I don't know who Tony Richardson is, and if he directed any other movies, but if they are as poorly-lit, badly-recorded, ineptly edited, and haphazardly narrated as this one is, I'll pass.
Although the movie sticks pretty closely to the original, it just doesn't work on the screen. The first third of the book, dealing with the first Hotel New Hampshire, is truncated into a five minute, voiced-over series of vignettes under the opening credits. This is all of the movie you need to see, because the director uses his entire bag of tricks here.
We seem to enter in the middle of a story, one everyone (except you) seems to already be familiar with. Random characters and situations are thrown at you, with no apparent continuity, sense, or narrative flow. When the story gets dark or uncomfortable, the director resorts to cheap gimmicks like fast-action photography. It may have been funny when the Keystone Kops did it, but it is most definitely UNfunny here.

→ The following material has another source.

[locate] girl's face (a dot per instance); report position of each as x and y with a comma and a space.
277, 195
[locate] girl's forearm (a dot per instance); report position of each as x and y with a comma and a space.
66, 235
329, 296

Wallace Shawn, sporting a bad wig, motorcycle jacket and towing a performing bear, shows up and just as suddenly, disappears. (We do encounter him later in the film, but now he's bald and blind, and although he's back in his native Vienna, his German accent seems to come and go mysteriously. It's also 10 or 15 years later, apparently but somehow he's the only one who is any older.) Rob Lowe looks pretty and vapid. Jodie Foster looks sexy, talks dirty, and acts tough. Beau Bridges just looks befuddled most of the time. And the actress (whoever she is ) who plays the mother has such a tiny part that she barely registers.
Incest, rape, murder, accidental death, suicide, radical German nihilists with bombs, pornography, and a lesbian in a bear suit are all in this movie, and it's all BORING.
All I can recommend is that you read the book. Everything that is confusing, depressing, and just plain weird in this movie makes great, if quirky, sense in the book.